There’s a lot to worry about these days – the fate of the Iran nuclear deal, the growing North Korean threat, ISIS-inspired attacks in Europe (not to mention certain presidential tweets in relation to these sensitive issues). We have also been collectively questioning our political leadership, our economy and even our identity for awhile now. This is a major turning point in our existence as we deal with a rather distinct global crisis of legitimacy in today’s post-hegemonic world. Who will lead us through?
First, try not to panic. Second, recognize that today's global crisis is in fact an opportunity to reshape our future thanks in part to new political influencers. The rise of the more informed, reactionary, tech-savvy citizen in recent years cannot be denied – at times the activist citizen has challenged government policy (e.g. austerity in EU, judicial reforms in Poland) and even, for better or worse, brought down entire regimes (e.g. South Korea, Brazil, parts of MENA). But we are also witnessing the rise of a new political influencer who has become more public in challenging policy and, again for better or worse, is also trying to shape it directly – the activist billionaire. Perhaps activist billionaires are the new public intellectuals of today’s post-hegemonic world?
What is a public intellectual?
Historically, the public intellectual was male and a philosopher or some kind of academic. He was known for sharing his critical thinking about society and would offer his solutions for policy problems – especially at times when we were notably divided (eg Vietnam war). Today, we don’t see too many fitting that mould (except maybe Noam Chomsky, Ian Bremmer and Fareed Zakaria); instead we have thought leaders who have a specific view of the world that may be tied to their business or book. We also have many critics suggesting, in the era of the Internet, there are no real experts anymore (their failure to predict Brexit and the US election results didn’t help). Should we believe these critics or the experts? Either way, we have fewer role models or effective political leaders. But this has seemingly created an opportunity for new voices to guide us – including that of the activist billionaire.
What policy issues are activist billionaires speaking out about?

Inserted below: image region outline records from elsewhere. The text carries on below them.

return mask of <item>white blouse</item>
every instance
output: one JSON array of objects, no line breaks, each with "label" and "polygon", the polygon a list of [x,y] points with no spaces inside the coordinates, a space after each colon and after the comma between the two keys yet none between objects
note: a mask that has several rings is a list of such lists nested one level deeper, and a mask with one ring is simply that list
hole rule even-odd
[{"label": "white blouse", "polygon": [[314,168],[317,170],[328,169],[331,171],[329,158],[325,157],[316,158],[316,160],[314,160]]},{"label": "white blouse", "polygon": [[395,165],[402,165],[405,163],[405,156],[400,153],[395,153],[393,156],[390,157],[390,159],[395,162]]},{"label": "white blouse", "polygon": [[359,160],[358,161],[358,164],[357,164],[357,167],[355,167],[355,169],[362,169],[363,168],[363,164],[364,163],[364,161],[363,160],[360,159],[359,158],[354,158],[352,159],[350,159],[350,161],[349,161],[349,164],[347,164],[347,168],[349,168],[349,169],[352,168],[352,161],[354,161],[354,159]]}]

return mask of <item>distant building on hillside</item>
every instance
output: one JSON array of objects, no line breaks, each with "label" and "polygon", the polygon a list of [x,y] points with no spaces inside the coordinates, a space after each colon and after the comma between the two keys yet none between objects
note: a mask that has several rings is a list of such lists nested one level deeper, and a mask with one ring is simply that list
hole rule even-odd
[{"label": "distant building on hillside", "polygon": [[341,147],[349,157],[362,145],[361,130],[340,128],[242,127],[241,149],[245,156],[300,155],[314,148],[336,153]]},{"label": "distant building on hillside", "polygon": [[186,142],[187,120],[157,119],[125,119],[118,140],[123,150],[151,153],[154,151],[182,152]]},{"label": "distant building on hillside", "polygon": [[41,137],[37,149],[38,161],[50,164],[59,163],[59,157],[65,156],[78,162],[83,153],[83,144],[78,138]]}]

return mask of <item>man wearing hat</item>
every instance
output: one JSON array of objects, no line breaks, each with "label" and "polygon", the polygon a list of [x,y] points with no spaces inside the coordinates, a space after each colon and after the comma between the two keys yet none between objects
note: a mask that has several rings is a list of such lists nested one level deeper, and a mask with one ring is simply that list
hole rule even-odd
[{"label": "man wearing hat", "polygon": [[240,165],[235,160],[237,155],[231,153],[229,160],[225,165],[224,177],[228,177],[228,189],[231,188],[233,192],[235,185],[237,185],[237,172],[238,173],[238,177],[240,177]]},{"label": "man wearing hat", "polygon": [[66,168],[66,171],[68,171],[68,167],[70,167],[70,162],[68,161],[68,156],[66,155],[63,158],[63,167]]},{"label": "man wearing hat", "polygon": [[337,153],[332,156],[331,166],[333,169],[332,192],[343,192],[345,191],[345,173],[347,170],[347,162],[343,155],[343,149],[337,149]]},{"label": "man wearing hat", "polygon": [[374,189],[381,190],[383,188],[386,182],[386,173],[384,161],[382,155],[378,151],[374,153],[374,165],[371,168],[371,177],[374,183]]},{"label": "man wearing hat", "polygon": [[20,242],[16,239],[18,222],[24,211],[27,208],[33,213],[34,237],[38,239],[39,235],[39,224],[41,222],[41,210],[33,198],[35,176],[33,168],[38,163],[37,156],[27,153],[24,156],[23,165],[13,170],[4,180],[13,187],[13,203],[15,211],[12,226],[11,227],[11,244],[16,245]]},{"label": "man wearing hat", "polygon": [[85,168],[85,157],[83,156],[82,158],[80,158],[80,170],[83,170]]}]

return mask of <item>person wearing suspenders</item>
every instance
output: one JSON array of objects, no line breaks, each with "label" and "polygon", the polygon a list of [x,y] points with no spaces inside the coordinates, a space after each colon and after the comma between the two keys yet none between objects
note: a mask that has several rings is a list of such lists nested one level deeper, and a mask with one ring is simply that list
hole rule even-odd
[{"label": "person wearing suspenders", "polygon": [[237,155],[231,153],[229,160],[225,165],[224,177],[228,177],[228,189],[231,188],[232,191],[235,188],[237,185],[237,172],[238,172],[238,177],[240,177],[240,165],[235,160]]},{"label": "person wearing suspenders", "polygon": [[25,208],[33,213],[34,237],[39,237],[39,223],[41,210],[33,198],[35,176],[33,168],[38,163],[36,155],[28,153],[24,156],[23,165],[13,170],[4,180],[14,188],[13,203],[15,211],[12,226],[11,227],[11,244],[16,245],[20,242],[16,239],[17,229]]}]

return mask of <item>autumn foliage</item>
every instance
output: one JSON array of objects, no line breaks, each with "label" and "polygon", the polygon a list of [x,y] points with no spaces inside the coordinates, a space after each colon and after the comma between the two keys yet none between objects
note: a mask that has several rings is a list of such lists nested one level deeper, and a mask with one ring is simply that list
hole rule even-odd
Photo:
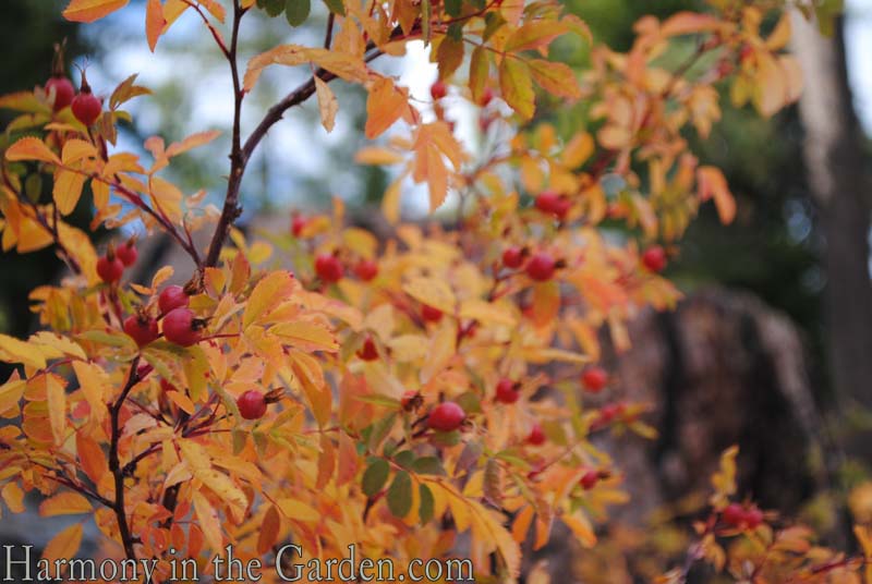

Today’s activist billionaire is spotting trends and sharing his views publicly more than ever. Many of these billionaires are techies and are seeing it as their responsibility to remind us of the negative impact technology will have on society, including more unemployment. For instance, as Alibaba’s Jack Ma put it, "In the coming 30 years, the world's pain will be much more than happiness”. This has sparked a recurring policy debate among activist billionaires about how universal basic income (UBI) might help us cope with tech-related unemployment in the coming years. Slack’s Stewart Butterfield suggests “giving people even a very small safety net would unlock a huge amount of entrepreneurialism.” Virgin’s Richard Branson takes the policy suggestion one step further – AI will wipe out jobs but will create extreme wealth that can be reinvested in part in UBI. Activists billionaires (and other CEOs) have also spoken out about climate change, specifically US President Donald Trump’s decision to withdraw from the Paris accords. Twitter and Square’s Jack Dorsey tweeted how it was “an incredibly shortsighted and backwards move.” Dorsey also tweeted against President Trump’s ban on the transgender military ban, saying “Discrimination in any form is wrong for all of us”, as did many others.
But how are activist billionaires shaping policy?
They are putting their money where their mouth is. Yes, we’ve seen this for awhile – think of investor George Soros and his democracy-focused Open Society Foundation or Bill Gates’ inequity-focused foundation (and yes, they both have their critics). But in the last year, we have witnessed a new wave of billionaires becoming more aggressively activist in influencing policy. Think of UBI – Y Combinator’s Sam Altman decided to take the ongoing debate between activist billionaires to the next level with a pilot project to see what might work. According to his team’s blog, their next experiment is to see if people’s motivation to work and quality of life improves with UBI. In climate change, Michael Bloomberg pledged $15 million of his own money to the UN and has also facilitated “a new coalition of cities, businesses and universities” to take a lead role in fighting this global challenge. Other billionaires, led by Gates, have put their funds into a $1 billion venture fund for clean energy tech to fight climate change. And more recently, Tesla’s Elon Musk offered to rebuild Puerto Rico with his solar power battery packs, after Hurricane Maria (and President Trump’s tweets that aid cannot continue “forever”).
So, move over a little, Bremmer, Chomsky and Zakaria – a new category of public intellectual has emerged – the activist (largely tech) billionaire who not only shares his views on major issues with the masses, but is also aggressively trying to shape policy. He is filling a void perhaps as politicians muddle through to combat major problems amid a global legitimacy crisis. It’s not easy. But we must consider this – where are the female public intellectuals to help make sense of how things are changing? Where are the social scientists? There is definitely room for more voices as we navigate today’s post-hegemonic world.
And what about you, Reader, what role will you play?